Elementary schools will open their doors and welcome students back over the next few days, and middle and high schools are getting into the groove of remote and in-class learning. Planning by administrators and teachers has been underway for months.
Still, many worry that all the planning in the world won’t be able to anticipate the challenges and changes that the public school system will have to face in the coming weeks and months. There are just too many families with too many unique circumstances, along with a virus that is still killing people every day.
According to state health officials, as of Monday, Sept. 28, there have been 208,248 people in North Carolina who have tested positive for the coronavirus and 3,445 have died. The N.C. Department of Health and Human Services reported 868 new COVID-19 cases on Monday, down from 1,290 the day before.
Four more deaths were reported Monday.
But the teachers, the heart and soul of public education, will step up. As the father of three children who received excellent preparation for college in Haywood’s public schools, and as the husband of a dedicated teacher, and as an avowed advocate for public schools, I know the teachers will go above and beyond.

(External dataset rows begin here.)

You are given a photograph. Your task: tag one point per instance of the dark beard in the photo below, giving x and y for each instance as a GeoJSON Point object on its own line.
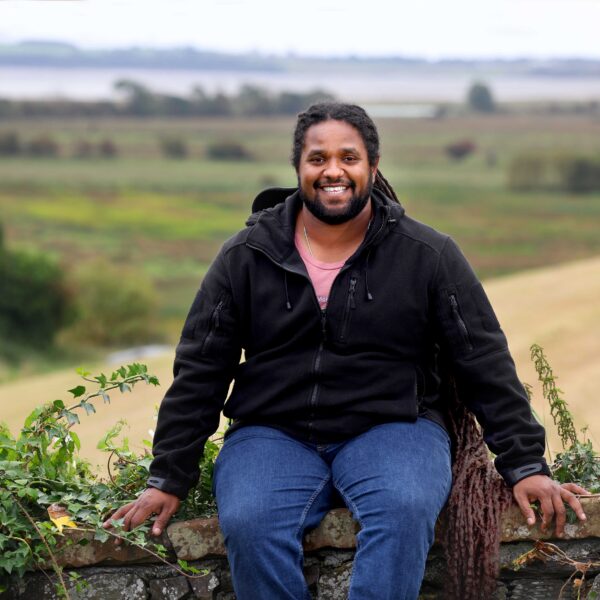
{"type": "Point", "coordinates": [357, 203]}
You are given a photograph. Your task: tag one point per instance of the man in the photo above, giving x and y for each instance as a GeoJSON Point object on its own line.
{"type": "Point", "coordinates": [345, 308]}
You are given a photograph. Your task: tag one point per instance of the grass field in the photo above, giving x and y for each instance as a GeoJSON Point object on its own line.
{"type": "Point", "coordinates": [556, 307]}
{"type": "Point", "coordinates": [167, 218]}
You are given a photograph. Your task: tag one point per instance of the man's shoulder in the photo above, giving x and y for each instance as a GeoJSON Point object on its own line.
{"type": "Point", "coordinates": [421, 233]}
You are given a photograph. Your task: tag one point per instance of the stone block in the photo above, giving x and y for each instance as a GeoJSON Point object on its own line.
{"type": "Point", "coordinates": [203, 586]}
{"type": "Point", "coordinates": [173, 588]}
{"type": "Point", "coordinates": [196, 539]}
{"type": "Point", "coordinates": [336, 530]}
{"type": "Point", "coordinates": [334, 584]}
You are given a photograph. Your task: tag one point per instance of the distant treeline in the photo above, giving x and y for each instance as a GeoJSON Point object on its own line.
{"type": "Point", "coordinates": [139, 101]}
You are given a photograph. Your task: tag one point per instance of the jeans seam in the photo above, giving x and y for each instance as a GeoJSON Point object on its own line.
{"type": "Point", "coordinates": [308, 506]}
{"type": "Point", "coordinates": [350, 504]}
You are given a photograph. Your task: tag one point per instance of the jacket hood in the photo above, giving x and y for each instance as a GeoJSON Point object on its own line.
{"type": "Point", "coordinates": [274, 220]}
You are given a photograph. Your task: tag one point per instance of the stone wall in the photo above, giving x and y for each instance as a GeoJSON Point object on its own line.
{"type": "Point", "coordinates": [111, 572]}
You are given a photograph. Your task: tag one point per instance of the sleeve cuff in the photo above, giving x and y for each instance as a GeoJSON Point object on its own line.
{"type": "Point", "coordinates": [513, 476]}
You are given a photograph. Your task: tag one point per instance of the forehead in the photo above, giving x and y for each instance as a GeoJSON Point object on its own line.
{"type": "Point", "coordinates": [333, 135]}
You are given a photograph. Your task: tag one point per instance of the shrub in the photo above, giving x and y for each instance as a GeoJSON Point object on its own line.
{"type": "Point", "coordinates": [228, 151]}
{"type": "Point", "coordinates": [461, 149]}
{"type": "Point", "coordinates": [107, 149]}
{"type": "Point", "coordinates": [579, 174]}
{"type": "Point", "coordinates": [174, 147]}
{"type": "Point", "coordinates": [527, 172]}
{"type": "Point", "coordinates": [114, 306]}
{"type": "Point", "coordinates": [10, 144]}
{"type": "Point", "coordinates": [43, 146]}
{"type": "Point", "coordinates": [480, 99]}
{"type": "Point", "coordinates": [83, 149]}
{"type": "Point", "coordinates": [35, 302]}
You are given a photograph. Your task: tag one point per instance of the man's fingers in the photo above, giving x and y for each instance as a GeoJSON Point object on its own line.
{"type": "Point", "coordinates": [573, 502]}
{"type": "Point", "coordinates": [523, 502]}
{"type": "Point", "coordinates": [118, 514]}
{"type": "Point", "coordinates": [561, 514]}
{"type": "Point", "coordinates": [163, 518]}
{"type": "Point", "coordinates": [547, 508]}
{"type": "Point", "coordinates": [575, 489]}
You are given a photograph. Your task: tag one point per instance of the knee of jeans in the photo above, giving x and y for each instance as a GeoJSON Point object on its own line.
{"type": "Point", "coordinates": [245, 521]}
{"type": "Point", "coordinates": [403, 508]}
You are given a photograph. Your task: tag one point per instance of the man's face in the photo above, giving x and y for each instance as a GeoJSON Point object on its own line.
{"type": "Point", "coordinates": [334, 175]}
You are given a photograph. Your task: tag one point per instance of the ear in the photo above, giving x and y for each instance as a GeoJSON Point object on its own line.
{"type": "Point", "coordinates": [374, 167]}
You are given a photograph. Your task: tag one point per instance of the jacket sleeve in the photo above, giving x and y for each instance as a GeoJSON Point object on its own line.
{"type": "Point", "coordinates": [205, 360]}
{"type": "Point", "coordinates": [484, 370]}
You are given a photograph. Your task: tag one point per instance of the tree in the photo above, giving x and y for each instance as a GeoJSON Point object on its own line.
{"type": "Point", "coordinates": [480, 99]}
{"type": "Point", "coordinates": [35, 303]}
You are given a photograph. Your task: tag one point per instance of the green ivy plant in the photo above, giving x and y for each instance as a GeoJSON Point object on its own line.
{"type": "Point", "coordinates": [41, 466]}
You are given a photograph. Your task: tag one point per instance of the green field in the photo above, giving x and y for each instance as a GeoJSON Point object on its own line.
{"type": "Point", "coordinates": [167, 218]}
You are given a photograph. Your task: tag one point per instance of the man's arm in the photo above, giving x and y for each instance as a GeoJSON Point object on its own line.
{"type": "Point", "coordinates": [487, 382]}
{"type": "Point", "coordinates": [206, 357]}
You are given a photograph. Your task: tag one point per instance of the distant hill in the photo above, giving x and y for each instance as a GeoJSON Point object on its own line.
{"type": "Point", "coordinates": [556, 307]}
{"type": "Point", "coordinates": [39, 53]}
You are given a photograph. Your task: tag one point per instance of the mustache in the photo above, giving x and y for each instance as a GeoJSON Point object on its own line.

But should individual counties and the state be doing more to make sure teachers, staff and students remain safe?
John DeVille is a Macon County teacher and president of the Macon County Association of Educators. He’s also been an outspoken advocate for teachers and public schools, and he’s asking leaders in Macon County to do more. In particular, he wants them to follow the recommendations of the state NCAE and the National Education Association, which include:
• No return to the classroom unless the local positivity rate is at 3 percent or less.

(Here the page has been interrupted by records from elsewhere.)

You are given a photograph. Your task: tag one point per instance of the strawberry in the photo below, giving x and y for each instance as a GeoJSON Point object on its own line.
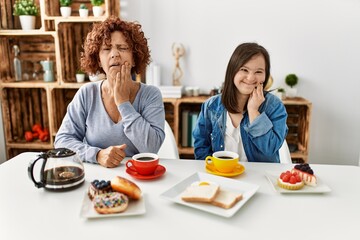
{"type": "Point", "coordinates": [286, 178]}
{"type": "Point", "coordinates": [292, 180]}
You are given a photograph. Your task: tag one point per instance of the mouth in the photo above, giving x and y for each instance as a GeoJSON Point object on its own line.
{"type": "Point", "coordinates": [115, 65]}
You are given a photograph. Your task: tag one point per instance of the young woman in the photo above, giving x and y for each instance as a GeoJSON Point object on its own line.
{"type": "Point", "coordinates": [243, 118]}
{"type": "Point", "coordinates": [117, 117]}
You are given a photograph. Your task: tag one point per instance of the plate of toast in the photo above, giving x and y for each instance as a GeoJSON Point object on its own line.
{"type": "Point", "coordinates": [217, 195]}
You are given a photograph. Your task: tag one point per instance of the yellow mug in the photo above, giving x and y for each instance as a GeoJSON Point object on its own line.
{"type": "Point", "coordinates": [223, 161]}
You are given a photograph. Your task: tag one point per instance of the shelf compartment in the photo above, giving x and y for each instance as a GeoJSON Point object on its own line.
{"type": "Point", "coordinates": [33, 49]}
{"type": "Point", "coordinates": [22, 108]}
{"type": "Point", "coordinates": [298, 123]}
{"type": "Point", "coordinates": [60, 99]}
{"type": "Point", "coordinates": [52, 8]}
{"type": "Point", "coordinates": [12, 152]}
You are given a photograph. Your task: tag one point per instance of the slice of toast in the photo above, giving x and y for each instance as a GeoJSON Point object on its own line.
{"type": "Point", "coordinates": [203, 193]}
{"type": "Point", "coordinates": [226, 199]}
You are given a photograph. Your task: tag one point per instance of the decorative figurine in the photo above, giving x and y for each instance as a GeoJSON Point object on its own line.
{"type": "Point", "coordinates": [178, 51]}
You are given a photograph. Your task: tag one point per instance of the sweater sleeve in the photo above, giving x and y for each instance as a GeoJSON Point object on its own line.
{"type": "Point", "coordinates": [71, 133]}
{"type": "Point", "coordinates": [145, 128]}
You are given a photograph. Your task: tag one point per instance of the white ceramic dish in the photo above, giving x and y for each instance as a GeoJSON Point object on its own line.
{"type": "Point", "coordinates": [273, 176]}
{"type": "Point", "coordinates": [134, 208]}
{"type": "Point", "coordinates": [247, 189]}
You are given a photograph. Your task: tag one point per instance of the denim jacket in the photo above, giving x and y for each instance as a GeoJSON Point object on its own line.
{"type": "Point", "coordinates": [261, 139]}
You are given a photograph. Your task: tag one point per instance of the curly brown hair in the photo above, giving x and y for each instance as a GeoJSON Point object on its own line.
{"type": "Point", "coordinates": [101, 32]}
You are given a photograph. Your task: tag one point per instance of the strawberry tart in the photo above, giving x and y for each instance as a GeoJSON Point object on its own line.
{"type": "Point", "coordinates": [290, 181]}
{"type": "Point", "coordinates": [306, 173]}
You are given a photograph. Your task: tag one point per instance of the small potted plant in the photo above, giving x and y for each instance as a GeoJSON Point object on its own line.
{"type": "Point", "coordinates": [65, 8]}
{"type": "Point", "coordinates": [291, 80]}
{"type": "Point", "coordinates": [83, 10]}
{"type": "Point", "coordinates": [97, 7]}
{"type": "Point", "coordinates": [80, 76]}
{"type": "Point", "coordinates": [27, 11]}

• More rigorous testing regimens, ideally on-site testing capacity.
• Making N95 masks available on an ongoing basis for all faculty and staff who wish to avail themselves of the high-grade masks.
DeVille wrote a letter to the Macon School Board recommending it add these additional measures, especially the masks and the on-site testing. His letter said that Highlands-Cashiers Health Foundation — one of several healthcare foundations in our region — was providing the funding for the testing and the masks. What a great use of the money that many of these foundations have.
There is a lot of research that backs up the importance of in-person learning, especially for younger students. It’s nearly impossible to teach those fundamental reading, writing and math skills without being in close personal contact. So it’s probably the right decision to try and get the elementary students back in classes.
However, just one COVID case at one school could affect hundreds of families. The cleaning and other precautions implemented at schools this year are going to help prevent the spread of this virus and other common ailments that typically send people to their doctors or clinics and ultimately home to recover.
But you talk to parents and even staff, and there is still a lot of fear, a lot of worry that things could go bad. Is the risk worth the reward? And is there a way, outside of the regular school budgets, to do more to protect students and staff? If there is, we need to do it now while schools are cranking up.